A key procedural point is that the memory update occurs after server aggregation and evaluation, not during every local mini-batch step. This differentiates GGDSM from ordinary online prototype updates and makes the memory dependent on federated generalization feedback rather than only on local training dynamics (Xu et al., 22 Jul 2025).
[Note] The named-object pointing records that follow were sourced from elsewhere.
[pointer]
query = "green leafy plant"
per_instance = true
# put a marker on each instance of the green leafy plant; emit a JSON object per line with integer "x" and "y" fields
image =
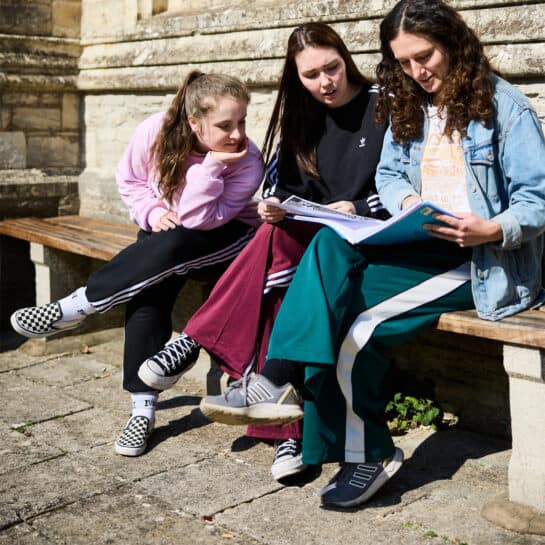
{"x": 407, "y": 412}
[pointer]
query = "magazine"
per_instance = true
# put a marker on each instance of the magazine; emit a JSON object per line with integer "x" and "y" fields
{"x": 402, "y": 228}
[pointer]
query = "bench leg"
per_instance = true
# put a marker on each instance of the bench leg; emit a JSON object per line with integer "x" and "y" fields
{"x": 526, "y": 370}
{"x": 59, "y": 273}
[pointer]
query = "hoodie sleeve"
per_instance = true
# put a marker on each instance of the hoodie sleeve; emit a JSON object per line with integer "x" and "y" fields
{"x": 216, "y": 192}
{"x": 135, "y": 177}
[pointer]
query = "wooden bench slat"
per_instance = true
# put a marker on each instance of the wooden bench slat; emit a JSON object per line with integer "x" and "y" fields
{"x": 526, "y": 328}
{"x": 95, "y": 225}
{"x": 65, "y": 237}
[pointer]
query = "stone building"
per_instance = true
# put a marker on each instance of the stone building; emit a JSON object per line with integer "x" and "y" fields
{"x": 77, "y": 76}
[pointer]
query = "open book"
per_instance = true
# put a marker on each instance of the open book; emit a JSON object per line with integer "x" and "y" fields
{"x": 405, "y": 227}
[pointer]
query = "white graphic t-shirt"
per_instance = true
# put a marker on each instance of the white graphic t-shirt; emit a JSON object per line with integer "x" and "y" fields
{"x": 443, "y": 170}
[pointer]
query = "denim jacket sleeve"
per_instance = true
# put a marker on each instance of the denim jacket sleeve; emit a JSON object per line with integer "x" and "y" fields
{"x": 522, "y": 161}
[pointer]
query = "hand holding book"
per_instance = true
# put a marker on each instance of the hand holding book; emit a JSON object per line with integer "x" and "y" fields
{"x": 407, "y": 226}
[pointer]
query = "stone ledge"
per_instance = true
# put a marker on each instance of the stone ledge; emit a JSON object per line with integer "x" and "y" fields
{"x": 514, "y": 60}
{"x": 514, "y": 516}
{"x": 511, "y": 24}
{"x": 259, "y": 17}
{"x": 39, "y": 82}
{"x": 32, "y": 192}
7. Empirical behavior, implementation profile, and interpretation
The paper characterizes GGDSM as lightweight. The memory stores only category prototypes, there is no inter-client memory exchange, the update is a momentum average, and the recognition loss is prototype-based. Relative to style generation and standard ReID training, the added overhead is therefore described as minimal (Xu et al., 22 Jul 2025).
The implementation details reported for SSCU are: backbone same network as DACS; epochs 60; batch size 64; initial learning rate 1e-3; weight decay 5e-4; momentum 0.9; MultiStepLR scheduler with milestones at epochs 20 and 40; framework Python 3.9 and PyTorch 2.1.0; hardware two Nvidia RTX-2080Ti GPUs (Xu et al., 22 Jul 2025).
The ablation study directly supports the memory accumulation mechanism. On the protocol MS+C2+C3→M, the reported results are: Baseline 20.8 mAP / 51.9 Rank-1; Baseline + PSCU 33.6 / 61.3; Baseline + NSA 36.2 / 63.9; Baseline + NSA + PSCU 39.5 / 66.4. On M+C2+C3→MS, the results are: Baseline 6.1 / 20.7; +PSCU 7.5 / 22.6; +NSA 7.9 / 24.7; +NSA+PSCU 11.9 / 32.3. These comparisons show that both branches help, that the memory branch alone yields a substantial gain, and that the combination performs best (Xu et al., 22 Jul 2025).
The main leave-one-out evaluation also reports the best average performance for SSCU. For MS+C2+C3 → M, SSCU achieves 39.5 mAP / 66.4 Rank-1, compared with DACS at 36.3 / 61.2. For M+C2+C3 → MS, SSCU reports 11.9 / 32.3, compared with DACS at 10.4 / 27.5. For M+C2+MS → C3, SSCU reports 32.8 / 34.1, compared with DACS at 30.7 / 34.1. Averaged over three unseen domains, SSCU reaches 28.1 mAP / 44.3 Rank-1, compared with DACS at 25.8 / 40.9 (Xu et al., 22 Jul 2025).
The paper also reports source-domain recognition performance, emphasizing that DG methods often prioritize target generalization while overlooking source performance. SSCU reports 73.0 / 88.7 on M, 84.9 / 83.9 on C2, and 50.4 / 53.2 on C3, outperforming DACS on each of those source-domain evaluations (Xu et al., 22 Jul 2025).
Finally, the visualization evidence in Fig. 3 is used to motivate GGDSM directly: some generated styles lose substantial detail and are labeled as negative styles, whereas positive styles preserve detail and improve performance; when styles are screened and memorized, the model recovers more quickly from performance drops than methods that discard all styles. The paper interprets this as evidence that generalization-gain-guided screening is necessary. More broadly, the reported results suggest that GGDSM improves generalization by filtering harmful styles, accumulating beneficial stylistic diversity across rounds, and enabling persistent reuse of validated styles rather than treating augmentation outputs as disposable (Xu et al., 22 Jul 2025).